The influencer marketing industry has absolutely evolved throughout my career. I’ve seen various platforms shift from being heavily prioritized to new platforms coming out and being the new “it” resource. Fans and influencers have each had to adapt to new platforms as the years have passed. 


As platform focuses have shifted, so has who the “top” influencer has been. I’ve seen influencers come and go from being the most sought-after influencer. I’ve seen influencer scandals and “cancel culture” shift which influencers are the most idolized. I’ve seen long-form content go from being heavily prioritized to short, 15-second videos being the go-to content that creators and brands focus their attention and marketing spend on. 


As time continues, we’ll continue to see this industry evolve. 


Where do you see gaps in influencer content or in the industry at large? 

The gaps that I mostly see in the influencer industry are in the lack of knowledge of influencer marketing as a whole. Not every campaign is “one size fits all,” meaning no two brands are the same. Just because you found success via a particular activation in the past, doesn’t mean you’ll get as lucky the next time around. Just because a particular influencer helped to drive viral success for your brand in the past, doesn’t mean they’ll have the same success the next go-around. 

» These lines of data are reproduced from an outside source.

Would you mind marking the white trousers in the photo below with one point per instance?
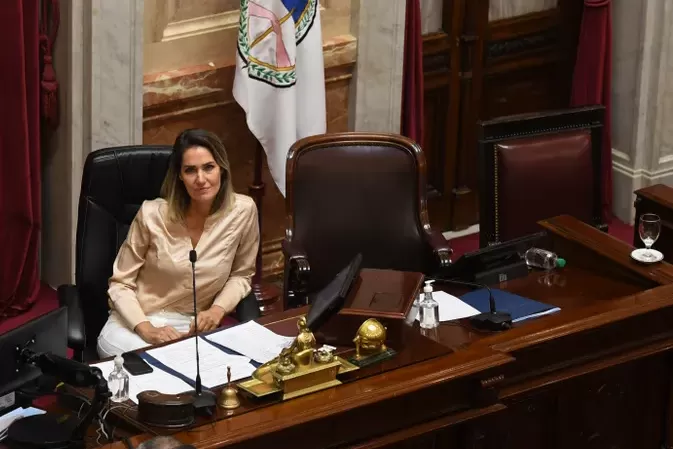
(115, 338)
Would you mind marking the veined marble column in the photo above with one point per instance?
(375, 102)
(98, 61)
(642, 100)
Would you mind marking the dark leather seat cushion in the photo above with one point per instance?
(542, 177)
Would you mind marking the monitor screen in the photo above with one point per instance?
(47, 333)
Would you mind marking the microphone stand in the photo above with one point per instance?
(492, 320)
(204, 400)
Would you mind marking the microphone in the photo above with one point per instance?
(492, 320)
(204, 400)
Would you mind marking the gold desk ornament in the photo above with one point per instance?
(299, 369)
(229, 395)
(370, 343)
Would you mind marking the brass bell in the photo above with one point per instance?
(229, 396)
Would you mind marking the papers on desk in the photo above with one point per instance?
(452, 308)
(175, 364)
(252, 340)
(7, 419)
(181, 358)
(158, 380)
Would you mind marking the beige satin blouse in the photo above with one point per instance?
(152, 271)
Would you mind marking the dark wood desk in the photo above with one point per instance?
(656, 199)
(595, 375)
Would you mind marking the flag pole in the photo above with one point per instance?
(268, 295)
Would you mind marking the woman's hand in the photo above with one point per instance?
(156, 335)
(208, 319)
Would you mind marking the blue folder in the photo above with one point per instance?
(519, 307)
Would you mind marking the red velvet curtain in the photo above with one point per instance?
(20, 215)
(412, 87)
(593, 78)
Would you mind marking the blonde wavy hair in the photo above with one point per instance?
(173, 189)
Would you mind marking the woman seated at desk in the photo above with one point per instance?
(150, 291)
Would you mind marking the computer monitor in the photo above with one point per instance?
(496, 263)
(48, 333)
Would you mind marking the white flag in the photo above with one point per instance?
(280, 75)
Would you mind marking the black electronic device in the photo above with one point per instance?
(39, 347)
(204, 399)
(135, 364)
(328, 301)
(496, 263)
(493, 320)
(48, 333)
(165, 410)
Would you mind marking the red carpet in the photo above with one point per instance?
(47, 297)
(46, 302)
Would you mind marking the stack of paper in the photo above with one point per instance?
(452, 308)
(252, 340)
(181, 357)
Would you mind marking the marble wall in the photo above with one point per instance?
(642, 99)
(98, 62)
(109, 99)
(376, 91)
(431, 16)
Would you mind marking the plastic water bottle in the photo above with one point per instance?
(429, 308)
(118, 381)
(541, 258)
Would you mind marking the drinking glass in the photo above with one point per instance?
(649, 228)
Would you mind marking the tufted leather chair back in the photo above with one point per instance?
(115, 183)
(351, 193)
(537, 166)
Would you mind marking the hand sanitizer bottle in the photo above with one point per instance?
(429, 308)
(118, 381)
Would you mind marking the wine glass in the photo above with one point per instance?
(649, 229)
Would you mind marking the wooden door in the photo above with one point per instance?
(479, 67)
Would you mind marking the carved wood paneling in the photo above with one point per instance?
(520, 64)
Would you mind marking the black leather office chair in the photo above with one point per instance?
(115, 183)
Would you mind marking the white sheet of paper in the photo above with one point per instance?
(158, 380)
(181, 357)
(452, 308)
(253, 340)
(18, 413)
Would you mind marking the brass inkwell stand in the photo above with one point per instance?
(302, 367)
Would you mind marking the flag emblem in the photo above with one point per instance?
(268, 35)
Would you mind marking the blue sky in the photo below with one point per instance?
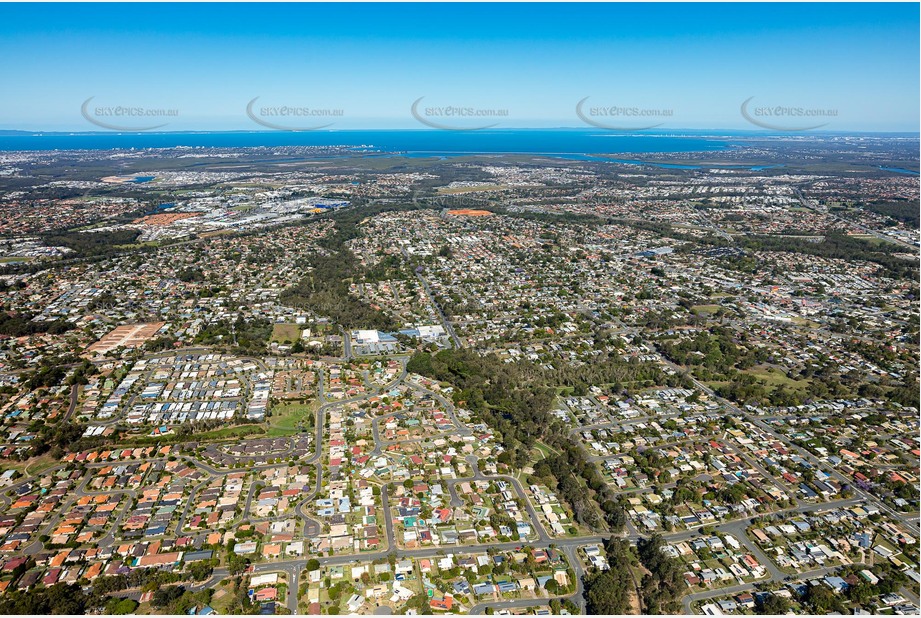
(537, 61)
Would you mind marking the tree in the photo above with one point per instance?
(774, 605)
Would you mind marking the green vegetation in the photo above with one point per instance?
(243, 336)
(286, 333)
(609, 592)
(21, 324)
(290, 418)
(516, 399)
(904, 211)
(92, 244)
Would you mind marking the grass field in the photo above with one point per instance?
(31, 466)
(289, 418)
(286, 333)
(775, 378)
(705, 308)
(456, 190)
(226, 433)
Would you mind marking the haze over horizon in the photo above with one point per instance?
(692, 66)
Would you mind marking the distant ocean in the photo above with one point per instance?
(414, 142)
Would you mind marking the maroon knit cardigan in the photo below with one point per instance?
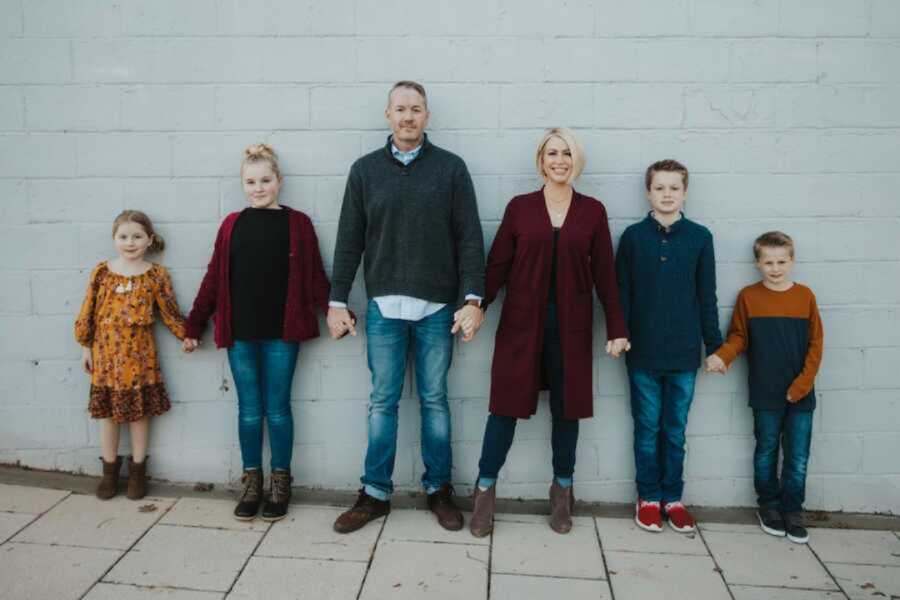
(308, 286)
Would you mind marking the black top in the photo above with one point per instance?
(260, 246)
(551, 294)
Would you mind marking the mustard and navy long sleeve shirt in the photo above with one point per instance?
(782, 334)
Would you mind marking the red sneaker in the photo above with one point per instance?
(679, 518)
(647, 515)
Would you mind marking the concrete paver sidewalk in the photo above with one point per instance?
(57, 545)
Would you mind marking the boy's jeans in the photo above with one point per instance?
(660, 401)
(263, 371)
(388, 343)
(792, 428)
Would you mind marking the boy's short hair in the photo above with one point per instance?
(668, 164)
(773, 239)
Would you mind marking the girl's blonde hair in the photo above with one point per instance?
(575, 149)
(256, 153)
(157, 244)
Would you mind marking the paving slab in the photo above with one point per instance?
(206, 512)
(416, 570)
(765, 560)
(517, 587)
(29, 500)
(624, 534)
(307, 533)
(857, 547)
(87, 521)
(421, 526)
(11, 523)
(868, 582)
(186, 557)
(24, 570)
(279, 578)
(115, 591)
(745, 592)
(535, 549)
(637, 576)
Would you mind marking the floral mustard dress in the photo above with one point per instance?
(116, 321)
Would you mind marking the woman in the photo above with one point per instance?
(552, 246)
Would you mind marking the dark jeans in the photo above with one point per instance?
(790, 428)
(263, 371)
(660, 401)
(498, 434)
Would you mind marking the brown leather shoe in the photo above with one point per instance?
(442, 505)
(562, 501)
(366, 509)
(109, 483)
(482, 522)
(137, 479)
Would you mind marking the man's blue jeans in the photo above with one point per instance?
(792, 430)
(263, 371)
(660, 401)
(388, 342)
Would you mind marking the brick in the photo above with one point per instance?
(35, 61)
(287, 17)
(729, 106)
(15, 293)
(817, 18)
(845, 60)
(619, 63)
(169, 17)
(58, 18)
(37, 155)
(774, 60)
(751, 18)
(525, 105)
(167, 108)
(262, 107)
(450, 59)
(638, 105)
(688, 61)
(124, 154)
(642, 18)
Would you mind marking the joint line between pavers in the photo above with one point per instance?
(612, 592)
(159, 517)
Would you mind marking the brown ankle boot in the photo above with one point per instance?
(562, 500)
(137, 478)
(109, 483)
(482, 522)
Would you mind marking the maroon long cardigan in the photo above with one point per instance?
(520, 260)
(308, 286)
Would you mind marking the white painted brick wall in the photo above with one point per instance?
(785, 111)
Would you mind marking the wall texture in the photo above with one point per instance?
(785, 110)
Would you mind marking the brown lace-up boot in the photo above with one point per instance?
(109, 483)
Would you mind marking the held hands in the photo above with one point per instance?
(617, 346)
(714, 364)
(340, 323)
(468, 319)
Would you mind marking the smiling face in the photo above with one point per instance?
(132, 241)
(556, 161)
(775, 265)
(407, 114)
(261, 184)
(667, 194)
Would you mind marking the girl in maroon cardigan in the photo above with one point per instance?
(262, 287)
(552, 247)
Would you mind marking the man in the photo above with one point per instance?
(410, 209)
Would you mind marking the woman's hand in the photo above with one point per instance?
(617, 346)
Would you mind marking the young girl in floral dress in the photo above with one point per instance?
(115, 329)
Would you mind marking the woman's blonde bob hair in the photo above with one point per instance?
(575, 148)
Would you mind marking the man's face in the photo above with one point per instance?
(407, 115)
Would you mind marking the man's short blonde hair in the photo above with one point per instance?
(575, 149)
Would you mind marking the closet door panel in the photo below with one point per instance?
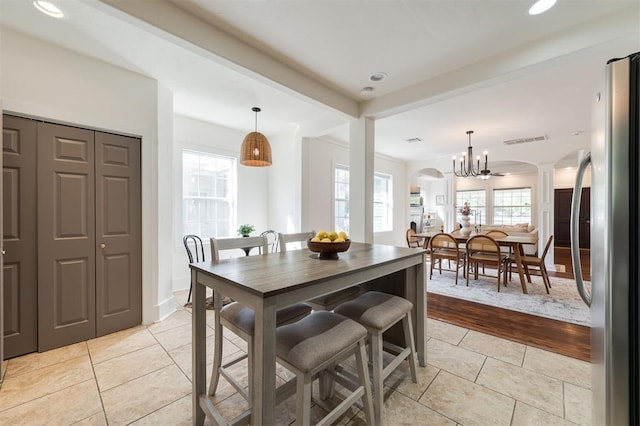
(66, 235)
(118, 233)
(20, 304)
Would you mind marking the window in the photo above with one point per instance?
(477, 202)
(511, 206)
(382, 202)
(208, 194)
(341, 199)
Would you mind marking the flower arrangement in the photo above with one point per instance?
(465, 210)
(245, 230)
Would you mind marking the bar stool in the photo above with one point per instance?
(378, 312)
(329, 301)
(314, 345)
(241, 319)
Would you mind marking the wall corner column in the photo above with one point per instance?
(546, 199)
(361, 170)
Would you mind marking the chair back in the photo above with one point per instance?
(412, 240)
(497, 234)
(482, 243)
(298, 237)
(443, 241)
(272, 240)
(198, 249)
(546, 248)
(244, 243)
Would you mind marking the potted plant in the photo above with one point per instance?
(245, 230)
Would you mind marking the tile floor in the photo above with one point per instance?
(142, 376)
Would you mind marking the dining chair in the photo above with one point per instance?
(484, 250)
(241, 319)
(328, 301)
(412, 240)
(535, 262)
(444, 247)
(272, 240)
(196, 242)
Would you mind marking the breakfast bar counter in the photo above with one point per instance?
(273, 281)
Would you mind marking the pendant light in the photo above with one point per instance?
(255, 151)
(467, 167)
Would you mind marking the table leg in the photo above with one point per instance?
(264, 365)
(517, 251)
(420, 305)
(199, 348)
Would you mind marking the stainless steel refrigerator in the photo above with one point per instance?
(615, 249)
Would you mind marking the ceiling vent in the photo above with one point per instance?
(526, 140)
(413, 140)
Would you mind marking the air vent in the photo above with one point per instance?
(526, 140)
(413, 140)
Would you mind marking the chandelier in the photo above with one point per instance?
(255, 150)
(467, 167)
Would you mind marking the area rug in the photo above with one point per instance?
(563, 303)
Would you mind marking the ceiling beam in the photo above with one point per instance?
(508, 65)
(174, 24)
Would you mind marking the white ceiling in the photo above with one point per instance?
(452, 65)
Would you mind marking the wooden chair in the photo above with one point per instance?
(443, 246)
(535, 262)
(272, 240)
(412, 240)
(241, 319)
(328, 301)
(484, 250)
(198, 249)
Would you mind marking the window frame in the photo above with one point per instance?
(525, 206)
(344, 168)
(231, 200)
(479, 219)
(387, 203)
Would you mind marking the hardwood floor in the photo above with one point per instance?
(552, 335)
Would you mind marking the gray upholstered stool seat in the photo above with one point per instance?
(315, 343)
(244, 318)
(378, 312)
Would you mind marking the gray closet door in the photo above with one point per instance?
(20, 297)
(66, 236)
(118, 233)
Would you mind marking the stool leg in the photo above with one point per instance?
(409, 343)
(363, 373)
(377, 387)
(303, 403)
(217, 350)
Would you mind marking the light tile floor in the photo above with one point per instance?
(142, 376)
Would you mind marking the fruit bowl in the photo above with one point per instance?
(328, 250)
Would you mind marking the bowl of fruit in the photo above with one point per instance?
(329, 244)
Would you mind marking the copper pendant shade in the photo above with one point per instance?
(255, 150)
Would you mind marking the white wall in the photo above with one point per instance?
(42, 80)
(253, 183)
(319, 157)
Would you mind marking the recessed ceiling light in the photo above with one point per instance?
(366, 91)
(48, 8)
(378, 77)
(541, 6)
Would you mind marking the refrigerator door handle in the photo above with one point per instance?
(575, 225)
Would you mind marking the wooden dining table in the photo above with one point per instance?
(273, 281)
(516, 242)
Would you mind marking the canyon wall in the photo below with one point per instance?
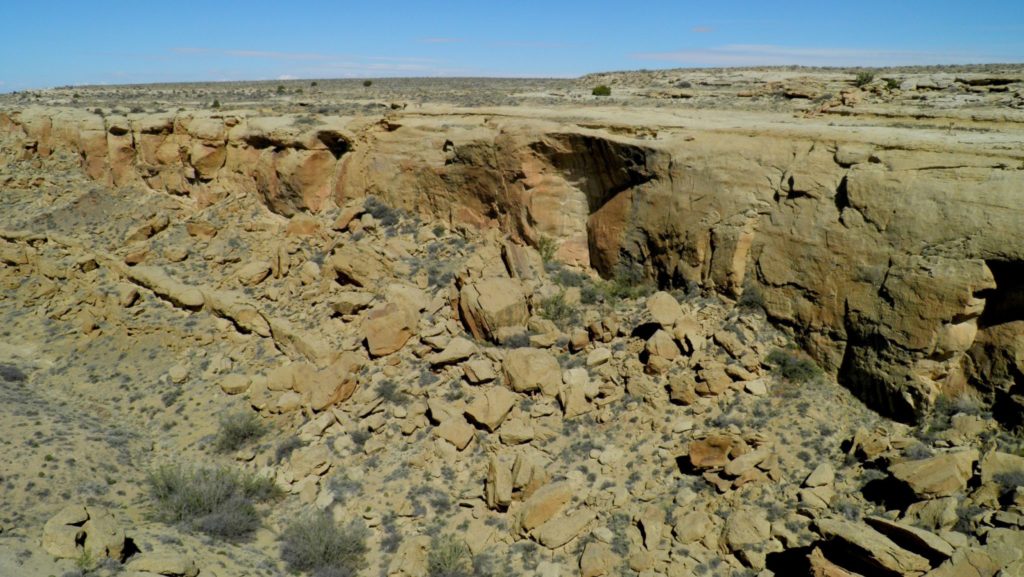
(897, 260)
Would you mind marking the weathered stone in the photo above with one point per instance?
(560, 531)
(458, 349)
(457, 431)
(875, 547)
(545, 503)
(940, 476)
(387, 328)
(664, 308)
(498, 488)
(492, 304)
(745, 527)
(491, 408)
(163, 563)
(598, 561)
(531, 369)
(235, 383)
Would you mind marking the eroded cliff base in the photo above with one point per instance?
(439, 318)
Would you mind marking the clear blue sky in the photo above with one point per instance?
(92, 42)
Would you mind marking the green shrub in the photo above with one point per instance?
(317, 545)
(217, 501)
(237, 430)
(449, 557)
(556, 310)
(793, 366)
(863, 79)
(547, 247)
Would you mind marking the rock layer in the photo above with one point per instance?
(894, 254)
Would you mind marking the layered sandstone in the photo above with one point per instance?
(893, 252)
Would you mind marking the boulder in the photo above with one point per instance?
(458, 349)
(253, 273)
(489, 408)
(166, 563)
(561, 530)
(531, 369)
(664, 308)
(387, 328)
(941, 476)
(872, 547)
(498, 488)
(491, 304)
(544, 504)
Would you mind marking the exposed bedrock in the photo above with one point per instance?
(898, 266)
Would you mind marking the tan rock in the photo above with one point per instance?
(598, 561)
(498, 488)
(457, 431)
(458, 349)
(714, 451)
(662, 344)
(103, 537)
(821, 476)
(873, 547)
(492, 304)
(387, 328)
(235, 383)
(163, 563)
(253, 273)
(941, 476)
(349, 302)
(664, 308)
(745, 527)
(821, 567)
(561, 530)
(531, 369)
(491, 407)
(545, 503)
(692, 527)
(479, 371)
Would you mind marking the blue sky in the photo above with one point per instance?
(112, 42)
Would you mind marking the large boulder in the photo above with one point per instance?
(532, 369)
(492, 304)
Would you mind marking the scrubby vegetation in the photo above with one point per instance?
(218, 501)
(794, 366)
(449, 557)
(317, 545)
(863, 79)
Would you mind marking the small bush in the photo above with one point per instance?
(1010, 480)
(449, 557)
(547, 247)
(237, 430)
(317, 545)
(215, 501)
(793, 366)
(863, 79)
(555, 308)
(383, 213)
(286, 448)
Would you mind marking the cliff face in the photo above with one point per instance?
(895, 255)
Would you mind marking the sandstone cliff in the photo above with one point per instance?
(895, 254)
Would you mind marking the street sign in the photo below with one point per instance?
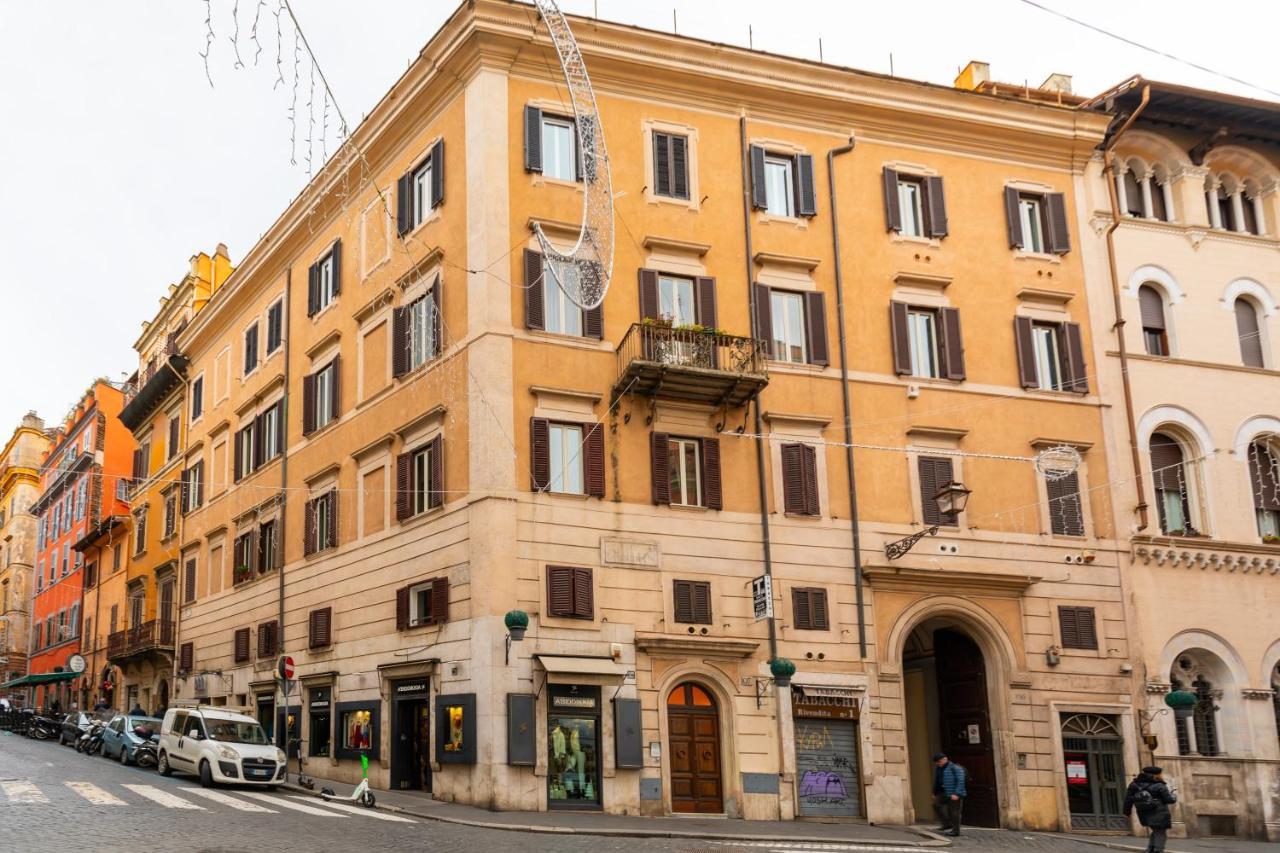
(762, 597)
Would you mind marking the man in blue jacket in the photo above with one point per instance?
(949, 793)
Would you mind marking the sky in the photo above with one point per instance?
(123, 160)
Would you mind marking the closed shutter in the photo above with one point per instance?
(437, 173)
(659, 466)
(937, 206)
(816, 328)
(1014, 219)
(593, 460)
(713, 495)
(533, 138)
(935, 473)
(892, 206)
(807, 200)
(535, 306)
(1079, 626)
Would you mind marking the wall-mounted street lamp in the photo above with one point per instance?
(951, 500)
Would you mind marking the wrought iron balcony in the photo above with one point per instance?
(693, 364)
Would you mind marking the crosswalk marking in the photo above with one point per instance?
(297, 807)
(353, 810)
(163, 797)
(225, 799)
(19, 790)
(95, 794)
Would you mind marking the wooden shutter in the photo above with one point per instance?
(1014, 219)
(763, 297)
(535, 310)
(403, 487)
(935, 473)
(807, 200)
(437, 173)
(435, 473)
(951, 343)
(892, 208)
(241, 644)
(540, 454)
(533, 138)
(659, 466)
(1024, 343)
(1059, 229)
(1079, 626)
(936, 203)
(816, 328)
(712, 492)
(593, 460)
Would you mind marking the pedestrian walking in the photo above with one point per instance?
(949, 793)
(1151, 797)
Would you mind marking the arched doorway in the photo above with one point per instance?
(947, 710)
(693, 733)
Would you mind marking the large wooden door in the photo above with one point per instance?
(964, 721)
(693, 731)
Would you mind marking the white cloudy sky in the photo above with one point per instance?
(120, 160)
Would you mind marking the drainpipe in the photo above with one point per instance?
(759, 430)
(844, 397)
(1109, 176)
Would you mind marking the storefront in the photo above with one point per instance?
(574, 744)
(828, 774)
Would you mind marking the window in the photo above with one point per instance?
(693, 602)
(1078, 628)
(1151, 305)
(809, 609)
(570, 593)
(250, 349)
(274, 325)
(670, 165)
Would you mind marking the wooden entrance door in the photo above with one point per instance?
(964, 721)
(693, 726)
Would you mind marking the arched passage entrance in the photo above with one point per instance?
(693, 731)
(947, 710)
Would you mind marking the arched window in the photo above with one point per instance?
(1173, 493)
(1155, 334)
(1249, 333)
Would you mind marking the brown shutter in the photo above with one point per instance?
(712, 492)
(535, 310)
(540, 454)
(1025, 346)
(593, 460)
(951, 346)
(659, 466)
(403, 487)
(892, 209)
(402, 609)
(937, 206)
(816, 328)
(1059, 229)
(1014, 219)
(439, 601)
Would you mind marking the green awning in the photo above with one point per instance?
(41, 678)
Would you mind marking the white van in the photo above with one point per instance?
(219, 746)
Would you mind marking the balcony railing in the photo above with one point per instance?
(690, 364)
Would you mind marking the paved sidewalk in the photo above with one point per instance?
(617, 825)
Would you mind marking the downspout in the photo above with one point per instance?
(844, 397)
(759, 432)
(1109, 176)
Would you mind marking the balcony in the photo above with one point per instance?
(155, 635)
(690, 364)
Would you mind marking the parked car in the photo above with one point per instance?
(123, 735)
(219, 746)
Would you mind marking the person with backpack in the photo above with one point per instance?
(1151, 797)
(949, 793)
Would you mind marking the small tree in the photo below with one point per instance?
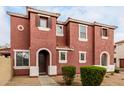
(68, 73)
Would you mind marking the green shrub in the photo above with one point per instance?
(117, 71)
(92, 75)
(68, 73)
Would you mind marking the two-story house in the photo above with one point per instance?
(119, 54)
(42, 45)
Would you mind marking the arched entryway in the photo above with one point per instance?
(44, 58)
(43, 61)
(104, 58)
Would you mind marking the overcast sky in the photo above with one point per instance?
(109, 15)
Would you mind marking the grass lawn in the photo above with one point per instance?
(109, 80)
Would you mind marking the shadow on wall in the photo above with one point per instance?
(5, 70)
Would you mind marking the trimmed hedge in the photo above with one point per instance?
(92, 75)
(68, 73)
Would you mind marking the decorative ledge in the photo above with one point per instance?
(64, 48)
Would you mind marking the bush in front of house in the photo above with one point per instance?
(117, 71)
(92, 75)
(68, 73)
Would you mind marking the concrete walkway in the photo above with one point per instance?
(46, 80)
(43, 80)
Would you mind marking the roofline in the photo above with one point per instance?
(30, 9)
(17, 14)
(42, 12)
(105, 25)
(77, 21)
(89, 23)
(119, 42)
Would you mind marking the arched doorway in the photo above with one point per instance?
(43, 61)
(104, 59)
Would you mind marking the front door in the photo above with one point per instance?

You have to pay attention to the data––what’s currently working and who is currently working in your field, not just what’s previously worked. 


Where do you see the future of Gen Z marketing heading toward? What are the platforms or strategies that you believe will perform well in the future?

To be honest, I think it’s hard to tell. I think platforms like TikTok will continue to be driving forces for some time. Brands across the board are prioritizing it––sports, fashion, music, etc. 


I think memes continue to prove their viral capability and how when done right, people love sharing memes across many different platforms. The amount of meme accounts that have large followings on Instagram is impressive to see. 


I think Gen Z is so open-minded that the possibilities of where this whole thing will continue to go are endless.